Apart from this, debt is raised to fund the initial growth of a company, but taking on large amounts of debt will increase the riskiness of the company. If the growth of the company does not go according to plan due to poor management or an economic downturn, the debt amount will be a burden on the company.
This is when a company will have to undertake deleveraging to reduce the impact of market volatility on the company’s balance sheet. A company can use the following techniques to deleverage:
A company can deleverage by selling assets, bonds, and a part of the business at a discount.
It can refinance existing debt in order to reduce monthly payments and interest rates.
It can deleverage by using excess cash from operational activities.
A public company can deleverage by issuing more share on the stock market.
Financial ratios, such as return on assets, debt-to-equity, and return on equity, can be used to understand the impact of deleveraging.
Return on Assets (ROA) = Net Income / Average Assets
Debt-to-Equity Ratio = Total Debt / Total Equity
Return on Equity (ROE) = Net Income / Total Equity
Company A buys an asset worth $10 million using equity worth $3 million and debt worth $7 million. During the year, the net income is $600,000.
ROA: 600,000/10,000,000 = 6%
Debt-to-equity: 7,000,000/3,000,000 = 2.3x
ROE: 600,000/3,000,000 = 20%
Assume that at the end of the year, Company A decided to pay $5,000,000 of liabilities using $5,000,000 of assets. Now, the company holds $2,000,000 of debt and $5,000,000 of assets.

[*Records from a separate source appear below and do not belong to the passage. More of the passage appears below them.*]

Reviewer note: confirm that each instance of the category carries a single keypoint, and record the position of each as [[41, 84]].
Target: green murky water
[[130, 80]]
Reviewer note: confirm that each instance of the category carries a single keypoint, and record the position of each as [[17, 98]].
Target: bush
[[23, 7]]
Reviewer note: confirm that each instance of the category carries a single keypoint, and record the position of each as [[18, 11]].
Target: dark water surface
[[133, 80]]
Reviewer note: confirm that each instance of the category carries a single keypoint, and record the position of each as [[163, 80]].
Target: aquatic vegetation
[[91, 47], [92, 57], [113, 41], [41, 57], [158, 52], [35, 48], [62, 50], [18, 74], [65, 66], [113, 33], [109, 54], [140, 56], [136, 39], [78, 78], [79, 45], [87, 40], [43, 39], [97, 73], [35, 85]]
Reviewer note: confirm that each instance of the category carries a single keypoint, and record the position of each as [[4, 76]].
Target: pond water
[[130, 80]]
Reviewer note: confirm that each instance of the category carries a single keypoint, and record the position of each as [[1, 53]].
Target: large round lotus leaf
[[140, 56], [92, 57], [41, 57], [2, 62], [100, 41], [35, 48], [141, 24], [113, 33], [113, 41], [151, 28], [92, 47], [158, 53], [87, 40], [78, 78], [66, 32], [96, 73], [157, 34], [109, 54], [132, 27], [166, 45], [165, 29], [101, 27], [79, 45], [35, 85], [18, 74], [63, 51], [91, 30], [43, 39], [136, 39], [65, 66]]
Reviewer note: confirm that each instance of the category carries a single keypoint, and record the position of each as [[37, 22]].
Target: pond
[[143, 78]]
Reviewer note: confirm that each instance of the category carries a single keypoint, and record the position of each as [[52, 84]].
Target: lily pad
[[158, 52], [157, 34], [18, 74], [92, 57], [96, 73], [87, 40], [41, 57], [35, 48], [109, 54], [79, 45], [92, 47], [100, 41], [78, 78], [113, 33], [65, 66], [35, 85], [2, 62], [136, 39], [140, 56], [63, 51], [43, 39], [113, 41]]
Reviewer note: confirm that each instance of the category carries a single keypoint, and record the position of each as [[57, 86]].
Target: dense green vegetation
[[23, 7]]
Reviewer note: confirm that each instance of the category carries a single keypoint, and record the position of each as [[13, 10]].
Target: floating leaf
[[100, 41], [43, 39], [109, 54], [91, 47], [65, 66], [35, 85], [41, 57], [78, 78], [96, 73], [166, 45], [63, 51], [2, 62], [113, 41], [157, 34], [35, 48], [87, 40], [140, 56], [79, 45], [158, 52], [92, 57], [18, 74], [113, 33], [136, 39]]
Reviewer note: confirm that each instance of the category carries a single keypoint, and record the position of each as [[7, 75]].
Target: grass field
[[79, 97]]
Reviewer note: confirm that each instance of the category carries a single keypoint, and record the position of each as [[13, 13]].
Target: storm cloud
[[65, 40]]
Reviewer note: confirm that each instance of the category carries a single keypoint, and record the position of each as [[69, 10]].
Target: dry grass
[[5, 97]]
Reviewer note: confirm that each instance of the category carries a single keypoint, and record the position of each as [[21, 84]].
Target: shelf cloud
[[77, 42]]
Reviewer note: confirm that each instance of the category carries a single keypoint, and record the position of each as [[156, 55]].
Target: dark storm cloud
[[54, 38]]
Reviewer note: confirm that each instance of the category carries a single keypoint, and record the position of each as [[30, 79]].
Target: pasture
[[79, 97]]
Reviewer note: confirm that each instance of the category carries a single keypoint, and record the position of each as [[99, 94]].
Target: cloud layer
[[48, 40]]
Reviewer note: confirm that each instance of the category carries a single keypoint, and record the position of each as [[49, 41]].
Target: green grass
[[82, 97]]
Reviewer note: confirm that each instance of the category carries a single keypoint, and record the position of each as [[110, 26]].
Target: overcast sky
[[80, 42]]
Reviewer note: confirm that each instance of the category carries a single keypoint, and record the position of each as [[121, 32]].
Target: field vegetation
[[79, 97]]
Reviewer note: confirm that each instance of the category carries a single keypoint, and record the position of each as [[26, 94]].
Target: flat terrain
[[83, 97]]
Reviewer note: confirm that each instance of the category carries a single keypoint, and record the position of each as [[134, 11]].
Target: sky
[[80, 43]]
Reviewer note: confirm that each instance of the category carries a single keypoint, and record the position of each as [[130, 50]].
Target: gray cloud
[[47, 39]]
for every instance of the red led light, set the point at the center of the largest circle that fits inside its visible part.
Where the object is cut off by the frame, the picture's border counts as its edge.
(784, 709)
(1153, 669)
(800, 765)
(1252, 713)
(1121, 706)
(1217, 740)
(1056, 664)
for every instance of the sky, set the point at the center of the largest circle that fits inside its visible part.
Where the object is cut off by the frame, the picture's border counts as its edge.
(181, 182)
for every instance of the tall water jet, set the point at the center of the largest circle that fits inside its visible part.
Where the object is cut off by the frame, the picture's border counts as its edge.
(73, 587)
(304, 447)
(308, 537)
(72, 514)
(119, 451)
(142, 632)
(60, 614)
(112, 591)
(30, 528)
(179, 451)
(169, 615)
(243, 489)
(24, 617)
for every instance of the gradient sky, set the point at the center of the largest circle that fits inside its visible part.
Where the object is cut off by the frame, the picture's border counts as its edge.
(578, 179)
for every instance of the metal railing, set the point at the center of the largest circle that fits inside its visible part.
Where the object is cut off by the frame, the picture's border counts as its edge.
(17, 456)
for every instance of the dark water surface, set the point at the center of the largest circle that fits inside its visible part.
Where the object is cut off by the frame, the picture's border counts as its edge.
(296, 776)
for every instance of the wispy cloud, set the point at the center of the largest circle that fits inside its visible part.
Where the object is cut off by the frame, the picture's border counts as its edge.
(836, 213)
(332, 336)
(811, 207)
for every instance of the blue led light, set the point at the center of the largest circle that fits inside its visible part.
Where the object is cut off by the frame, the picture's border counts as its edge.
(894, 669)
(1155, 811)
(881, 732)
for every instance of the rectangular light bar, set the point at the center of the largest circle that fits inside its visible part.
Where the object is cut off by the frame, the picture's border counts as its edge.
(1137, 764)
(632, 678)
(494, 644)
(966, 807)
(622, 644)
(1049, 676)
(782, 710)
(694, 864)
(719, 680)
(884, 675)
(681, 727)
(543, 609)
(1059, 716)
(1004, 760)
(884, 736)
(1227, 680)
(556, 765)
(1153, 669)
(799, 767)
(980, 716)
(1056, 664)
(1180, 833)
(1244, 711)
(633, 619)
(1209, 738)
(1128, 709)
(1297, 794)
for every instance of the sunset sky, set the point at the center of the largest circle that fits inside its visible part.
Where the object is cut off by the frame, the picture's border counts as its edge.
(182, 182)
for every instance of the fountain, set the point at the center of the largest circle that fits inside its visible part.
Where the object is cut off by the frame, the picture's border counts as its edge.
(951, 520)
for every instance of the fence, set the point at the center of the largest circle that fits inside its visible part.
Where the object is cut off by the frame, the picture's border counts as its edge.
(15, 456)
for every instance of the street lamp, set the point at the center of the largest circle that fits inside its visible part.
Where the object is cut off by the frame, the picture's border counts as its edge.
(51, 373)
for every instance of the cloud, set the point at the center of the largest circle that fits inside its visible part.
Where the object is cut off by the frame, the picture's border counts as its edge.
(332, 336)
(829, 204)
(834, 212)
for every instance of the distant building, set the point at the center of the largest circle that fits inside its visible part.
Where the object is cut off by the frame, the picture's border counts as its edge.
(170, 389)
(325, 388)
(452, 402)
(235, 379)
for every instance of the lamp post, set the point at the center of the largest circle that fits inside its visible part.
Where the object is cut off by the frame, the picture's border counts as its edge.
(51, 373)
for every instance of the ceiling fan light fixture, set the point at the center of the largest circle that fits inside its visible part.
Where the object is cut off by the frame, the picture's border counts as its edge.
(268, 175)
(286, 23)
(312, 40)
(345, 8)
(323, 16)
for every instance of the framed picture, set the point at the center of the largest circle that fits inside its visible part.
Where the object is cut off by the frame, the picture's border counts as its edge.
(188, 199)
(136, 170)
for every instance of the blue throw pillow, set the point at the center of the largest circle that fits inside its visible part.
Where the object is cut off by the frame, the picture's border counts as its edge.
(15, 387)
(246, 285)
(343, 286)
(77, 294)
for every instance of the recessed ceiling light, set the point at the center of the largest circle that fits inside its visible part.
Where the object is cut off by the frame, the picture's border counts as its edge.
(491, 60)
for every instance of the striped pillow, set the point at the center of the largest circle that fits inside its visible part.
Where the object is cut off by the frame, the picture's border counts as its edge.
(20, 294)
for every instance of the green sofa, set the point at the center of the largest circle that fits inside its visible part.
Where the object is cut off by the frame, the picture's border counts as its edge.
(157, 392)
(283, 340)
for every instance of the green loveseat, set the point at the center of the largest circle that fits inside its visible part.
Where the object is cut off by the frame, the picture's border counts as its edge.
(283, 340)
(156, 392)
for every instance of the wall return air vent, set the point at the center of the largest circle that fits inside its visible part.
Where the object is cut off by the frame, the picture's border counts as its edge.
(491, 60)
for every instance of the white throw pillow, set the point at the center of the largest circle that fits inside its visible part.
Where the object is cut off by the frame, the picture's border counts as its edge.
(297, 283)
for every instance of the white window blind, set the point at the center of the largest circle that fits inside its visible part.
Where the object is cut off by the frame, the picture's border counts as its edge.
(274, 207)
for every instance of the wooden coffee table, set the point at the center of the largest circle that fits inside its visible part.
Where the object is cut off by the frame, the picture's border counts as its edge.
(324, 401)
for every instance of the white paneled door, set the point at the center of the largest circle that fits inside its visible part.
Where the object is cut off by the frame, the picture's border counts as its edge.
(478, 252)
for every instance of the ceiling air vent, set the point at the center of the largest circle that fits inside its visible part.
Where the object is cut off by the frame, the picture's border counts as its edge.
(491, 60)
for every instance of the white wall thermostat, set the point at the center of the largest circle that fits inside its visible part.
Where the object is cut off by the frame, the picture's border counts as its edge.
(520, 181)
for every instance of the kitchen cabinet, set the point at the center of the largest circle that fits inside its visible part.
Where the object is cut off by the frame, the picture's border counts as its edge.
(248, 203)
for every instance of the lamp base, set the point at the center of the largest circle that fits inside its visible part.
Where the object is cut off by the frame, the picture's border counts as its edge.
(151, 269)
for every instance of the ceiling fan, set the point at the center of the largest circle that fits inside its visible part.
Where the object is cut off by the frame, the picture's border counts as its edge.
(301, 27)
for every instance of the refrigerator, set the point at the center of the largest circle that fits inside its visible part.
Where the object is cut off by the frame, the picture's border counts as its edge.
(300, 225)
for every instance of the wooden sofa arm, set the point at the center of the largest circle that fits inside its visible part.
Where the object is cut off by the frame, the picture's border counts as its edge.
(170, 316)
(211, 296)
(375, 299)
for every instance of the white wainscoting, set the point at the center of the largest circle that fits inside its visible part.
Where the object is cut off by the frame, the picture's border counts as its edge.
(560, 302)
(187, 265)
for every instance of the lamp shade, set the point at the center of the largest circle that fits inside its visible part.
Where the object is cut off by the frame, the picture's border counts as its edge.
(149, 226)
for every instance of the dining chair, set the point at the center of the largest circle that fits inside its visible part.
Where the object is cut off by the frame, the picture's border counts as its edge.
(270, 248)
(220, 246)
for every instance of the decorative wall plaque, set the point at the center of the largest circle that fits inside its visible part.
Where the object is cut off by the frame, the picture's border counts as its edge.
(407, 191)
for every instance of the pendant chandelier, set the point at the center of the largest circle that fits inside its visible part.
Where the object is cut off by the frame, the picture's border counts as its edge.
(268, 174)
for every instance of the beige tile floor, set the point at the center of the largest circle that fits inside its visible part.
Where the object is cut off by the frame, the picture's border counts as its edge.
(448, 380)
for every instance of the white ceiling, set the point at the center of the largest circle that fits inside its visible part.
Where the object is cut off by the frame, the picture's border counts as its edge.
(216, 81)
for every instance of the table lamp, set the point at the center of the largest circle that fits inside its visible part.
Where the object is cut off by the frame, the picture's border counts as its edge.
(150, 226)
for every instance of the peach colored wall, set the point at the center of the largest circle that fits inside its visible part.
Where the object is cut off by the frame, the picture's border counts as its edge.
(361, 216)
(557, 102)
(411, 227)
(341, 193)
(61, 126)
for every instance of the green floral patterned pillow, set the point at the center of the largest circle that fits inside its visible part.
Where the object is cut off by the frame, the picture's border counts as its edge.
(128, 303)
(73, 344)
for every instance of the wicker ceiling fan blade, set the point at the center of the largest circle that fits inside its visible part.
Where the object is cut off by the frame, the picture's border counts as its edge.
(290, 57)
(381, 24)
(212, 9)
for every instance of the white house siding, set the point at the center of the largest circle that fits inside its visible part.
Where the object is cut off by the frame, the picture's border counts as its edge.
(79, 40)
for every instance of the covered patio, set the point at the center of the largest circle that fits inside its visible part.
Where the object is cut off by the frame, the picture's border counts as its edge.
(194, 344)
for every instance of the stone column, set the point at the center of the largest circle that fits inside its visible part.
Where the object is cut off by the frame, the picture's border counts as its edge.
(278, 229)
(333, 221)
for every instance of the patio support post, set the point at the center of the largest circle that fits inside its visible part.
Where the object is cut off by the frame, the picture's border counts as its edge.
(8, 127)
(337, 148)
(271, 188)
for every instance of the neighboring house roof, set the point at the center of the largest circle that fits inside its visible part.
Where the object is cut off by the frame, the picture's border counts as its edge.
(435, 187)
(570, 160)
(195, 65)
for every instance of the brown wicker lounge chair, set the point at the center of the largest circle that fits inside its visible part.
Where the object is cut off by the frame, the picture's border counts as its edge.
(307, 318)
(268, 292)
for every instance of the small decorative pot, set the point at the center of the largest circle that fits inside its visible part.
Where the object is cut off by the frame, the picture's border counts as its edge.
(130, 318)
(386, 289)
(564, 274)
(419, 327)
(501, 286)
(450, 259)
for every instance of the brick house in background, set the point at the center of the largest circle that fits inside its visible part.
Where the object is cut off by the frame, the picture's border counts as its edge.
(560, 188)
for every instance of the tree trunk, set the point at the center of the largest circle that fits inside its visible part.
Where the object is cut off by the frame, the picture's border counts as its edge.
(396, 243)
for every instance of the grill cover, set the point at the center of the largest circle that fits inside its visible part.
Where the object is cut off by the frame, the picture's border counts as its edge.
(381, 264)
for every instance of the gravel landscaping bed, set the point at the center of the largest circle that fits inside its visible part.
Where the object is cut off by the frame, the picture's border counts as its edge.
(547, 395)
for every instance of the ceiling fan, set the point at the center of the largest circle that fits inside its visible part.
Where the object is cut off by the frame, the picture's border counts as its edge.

ROA: 600,000/5,000,000 = 12%
Debt-to-equity: 2,000,000/3,000,000 = 0.6x
ROE: 600,000/3,000,000 = 20%
Due to deleveraging in scenario 2, the company reports more attractive ratios; therefore, investors and lenders will prefer scenario 2 compared to scenario 1.
Advantages of Deleveraging
The company will get rid of toxic debt, a type of debt where the company cannot pay back the interest and principal amount.
A reduction in toxic debt will reduce the number of liabilities on the balance sheet and improve financial ratios, which will be looked at favorably by lenders and investors.
Disadvantages of Deleveraging
Deleveraging is a bad sign for the investors because it means a company is not able to achieve a level of growth required to pay off its debt. Hence, to reduce the amount of debt, a company may need to decrease the number of employees and undertake a fire sale of its assets. Such actions will result in a reduced share price for the company.
Impact of Deleveraging on the Economy
Deleveraging across multiple industries can slow economic growth, resulting in a sudden reduction in the availability of loans and increased constraints to obtain business loans.
It is because banks prefer lending to less risky companies, as the process of deleveraging occurs after a major financial crisis. It results in small and medium-sized companies being denied access to bank loans, which is followed by a collapse of the companies, as they will not be able to secure the cash to fund operational activities.
Furthermore, distressed firms must sell their assets to repay debt, causing the prices of assets to collapse. The pressure of deflation increases the burden of debt resulting in halting investments and decreasing the number of employees to reduce company-wide expenditure.
During the first few years of deleveraging, the consumption and GDP of an economy decline, which in turn creates a downward spiral. The government will need to step in to reduce the negative impact caused by the downturn.